🤖 AI Summary
This work addresses the limitation of conventional temporal action segmentation methods, which rely on closed vocabularies and struggle to generalize to unseen action categories, by introducing and systematically investigating the open-vocabulary zero-shot temporal action segmentation task for the first time. The proposed approach requires no training and leverages vision-language models (VLMs) to compute frame–action embedding similarity (FAES), followed by similarity matrix–based temporal segmentation (SMTS) to delineate action boundaries.
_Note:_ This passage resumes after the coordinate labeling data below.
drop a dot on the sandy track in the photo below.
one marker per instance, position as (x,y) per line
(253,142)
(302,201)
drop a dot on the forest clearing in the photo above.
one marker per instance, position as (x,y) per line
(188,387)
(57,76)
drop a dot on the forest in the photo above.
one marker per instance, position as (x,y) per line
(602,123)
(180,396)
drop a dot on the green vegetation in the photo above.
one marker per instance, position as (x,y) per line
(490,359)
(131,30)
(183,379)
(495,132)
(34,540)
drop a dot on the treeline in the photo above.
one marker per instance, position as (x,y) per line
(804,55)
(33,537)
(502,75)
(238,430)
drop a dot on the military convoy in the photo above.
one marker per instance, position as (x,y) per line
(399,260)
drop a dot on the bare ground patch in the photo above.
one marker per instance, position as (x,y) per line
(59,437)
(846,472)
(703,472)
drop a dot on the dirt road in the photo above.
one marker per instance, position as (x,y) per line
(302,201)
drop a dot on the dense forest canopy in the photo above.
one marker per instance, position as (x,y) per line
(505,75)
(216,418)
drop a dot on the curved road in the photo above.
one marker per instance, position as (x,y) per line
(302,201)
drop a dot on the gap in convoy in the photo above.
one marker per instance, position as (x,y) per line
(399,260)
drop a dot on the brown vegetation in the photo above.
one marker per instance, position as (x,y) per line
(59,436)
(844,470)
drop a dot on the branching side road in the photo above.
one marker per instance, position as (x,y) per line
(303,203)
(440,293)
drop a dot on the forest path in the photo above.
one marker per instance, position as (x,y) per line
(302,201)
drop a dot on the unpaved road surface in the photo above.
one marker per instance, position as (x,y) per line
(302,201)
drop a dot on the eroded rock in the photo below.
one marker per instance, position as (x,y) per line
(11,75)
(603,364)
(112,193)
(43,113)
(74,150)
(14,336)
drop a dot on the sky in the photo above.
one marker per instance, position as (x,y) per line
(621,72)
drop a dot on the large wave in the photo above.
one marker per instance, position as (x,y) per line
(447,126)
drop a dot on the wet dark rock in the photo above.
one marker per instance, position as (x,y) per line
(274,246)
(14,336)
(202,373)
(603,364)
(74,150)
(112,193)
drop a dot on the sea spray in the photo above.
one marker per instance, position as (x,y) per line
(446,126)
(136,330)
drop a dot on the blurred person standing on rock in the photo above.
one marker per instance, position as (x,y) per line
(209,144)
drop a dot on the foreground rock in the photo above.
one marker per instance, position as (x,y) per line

We conduct a large-scale evaluation of 14 VLMs on standard benchmarks, demonstrating that the framework achieves high-quality segmentation without any task-specific supervision, thereby strongly validating the potential of VLMs for structured temporal understanding.
📝 Abstract
Temporal Action Segmentation (TAS) requires dividing videos into action segments, yet the vast space of activities and alternative breakdowns makes collecting comprehensive datasets infeasible. Existing methods remain limited to closed vocabularies and fixed label sets. In this work, we explore the largely unexplored problem of Open-Vocabulary Zero-Shot Temporal Action Segmentation (OVTAS) by leveraging the strong zero-shot capabilities of Vision-Language Models (VLMs). We introduce a training-free pipeline that follows a segmentation-by-classification design: Frame-Action Embedding Similarity (FAES) matches video frames to candidate action labels, and Similarity-Matrix Temporal Segmentation (SMTS) enforces temporal consistency. Beyond proposing OVTAS, we present a systematic study across 14 diverse VLMs, providing the first broad analysis of their suitability for open-vocabulary action segmentation. Experiments on standard benchmarks show that OVTAS achieves strong results without task-specific supervision, underscoring the potential of VLMs for structured temporal understanding.